Alors que le gouvernement indien se targuait d’avoir démantelé l’« écosystème terroriste » dans le Jammu-et-Cachemire, ce territoire a été le théâtre, le 22 avril, d’une attaque meurtrière visant des touristes à Pahalgam. L’Inde a riposté en lançant l’opération « Sindoor » – le nom de la poudre vermillon appliquée sur le front des épouses hindoues – et bombardé, dans la nuit du 6 au 7 mai, neuf « infrastructures terroristes » au Cachemire et dans le Pendjab pakistanais. Dénonçant un « acte de guerre », Islamabad a affirmé avoir abattu cinq avions indiens, dont des Rafale. Après plusieurs nuits d’affrontements, les deux pays ont annoncé un accord de cessez-le-feu, le 10 mai.
Jean-Luc Racine, directeur de recherche émérite au CNRS et auteur de Cachemire. Au péril de la guerre (Autrement, 2002), analyse les ressorts de cette crise ancienne.

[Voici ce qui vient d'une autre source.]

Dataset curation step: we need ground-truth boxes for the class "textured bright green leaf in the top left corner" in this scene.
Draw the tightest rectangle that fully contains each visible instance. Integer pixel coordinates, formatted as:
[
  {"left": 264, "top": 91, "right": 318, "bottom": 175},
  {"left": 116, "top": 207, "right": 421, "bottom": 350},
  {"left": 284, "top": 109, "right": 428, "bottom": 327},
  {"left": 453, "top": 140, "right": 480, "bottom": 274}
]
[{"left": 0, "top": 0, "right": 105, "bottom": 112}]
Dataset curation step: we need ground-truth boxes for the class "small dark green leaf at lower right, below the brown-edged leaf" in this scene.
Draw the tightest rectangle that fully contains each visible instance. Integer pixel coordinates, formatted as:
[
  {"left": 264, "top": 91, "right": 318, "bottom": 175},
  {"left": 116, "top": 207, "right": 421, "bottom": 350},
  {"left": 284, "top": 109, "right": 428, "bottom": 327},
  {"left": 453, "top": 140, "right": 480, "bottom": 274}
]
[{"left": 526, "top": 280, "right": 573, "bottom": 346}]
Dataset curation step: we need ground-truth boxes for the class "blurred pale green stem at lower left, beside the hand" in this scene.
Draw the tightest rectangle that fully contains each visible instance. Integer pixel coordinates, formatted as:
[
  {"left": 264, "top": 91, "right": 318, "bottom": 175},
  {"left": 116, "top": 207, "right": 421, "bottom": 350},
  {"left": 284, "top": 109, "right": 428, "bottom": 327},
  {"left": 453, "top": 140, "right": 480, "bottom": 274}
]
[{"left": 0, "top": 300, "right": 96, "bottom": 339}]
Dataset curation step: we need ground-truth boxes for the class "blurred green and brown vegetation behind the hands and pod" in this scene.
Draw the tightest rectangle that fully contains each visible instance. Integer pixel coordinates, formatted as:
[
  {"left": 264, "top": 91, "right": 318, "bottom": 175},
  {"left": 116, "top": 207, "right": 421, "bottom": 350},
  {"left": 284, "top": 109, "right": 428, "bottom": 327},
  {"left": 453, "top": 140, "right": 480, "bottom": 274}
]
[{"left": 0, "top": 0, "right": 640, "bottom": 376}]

Une fois encore, la spirale des violences a pour origine la question de ce territoire himalayen, à majorité musulmane et dont la souveraineté est disputée.
Interrogé sur les suites de l’attentat de Pahalgam, le président américain, Donald Trump, a rétorqué que « ce conflit existe depuis un millénaire »…
Rien n’est plus faux. L’origine du différend sur le Cachemire remonte à 1947, année de l’accession à l’indépendance de l’ancien Empire britannique des Indes. La question ne se résume pas à un conflit territorial où s’affronteraient des intérêts étatiques opposés et des logiques de pouvoir, même si cela ajoute à l’imbroglio. Elle a pour source le syndrome de la partition, c’est-à-dire la montée d’un antagonisme croissant, dans les années 1940, entre les principales forces politiques, le Parti du Congrès d’une part et la Ligue musulmane d’autre part, alors que se profilait le départ des Britanniques.
La partition de 1947 était-elle une fatalité ?
La population de l’Inde coloniale était composée d’une majorité d’hindous (près des deux tiers), d’une forte minorité musulmane (environ un quart), auxquelles s’ajoutaient les minorités sikhe, chrétienne et autres. Dans les années 1930, sous l’impulsion de figures comme Gandhi [1869-1948] et Nehru [1889-1964], le Parti du Congrès s’est imposé comme la principale force politique du pays. Il revendiquait l’indépendance de l’Inde à travers le projet d’un Etat uni, rassemblant les communautés du sous-continent. De son côté, la Ligue musulmane, dirigée par Mohammad Ali Jinnah [1876-1948], défendait la création d’un Etat pour les musulmans, craignant leur marginalisation dans une Inde majoritairement hindoue. Le débat ne portait donc pas seulement sur l’indépendance, mais sur la nature de la citoyenneté. La Ligue musulmane tendait à considérer la population non pas comme un ensemble d’individus citoyens, mais comme une agrégation de communautés religieuses, envisagées chacune comme un électorat distinct.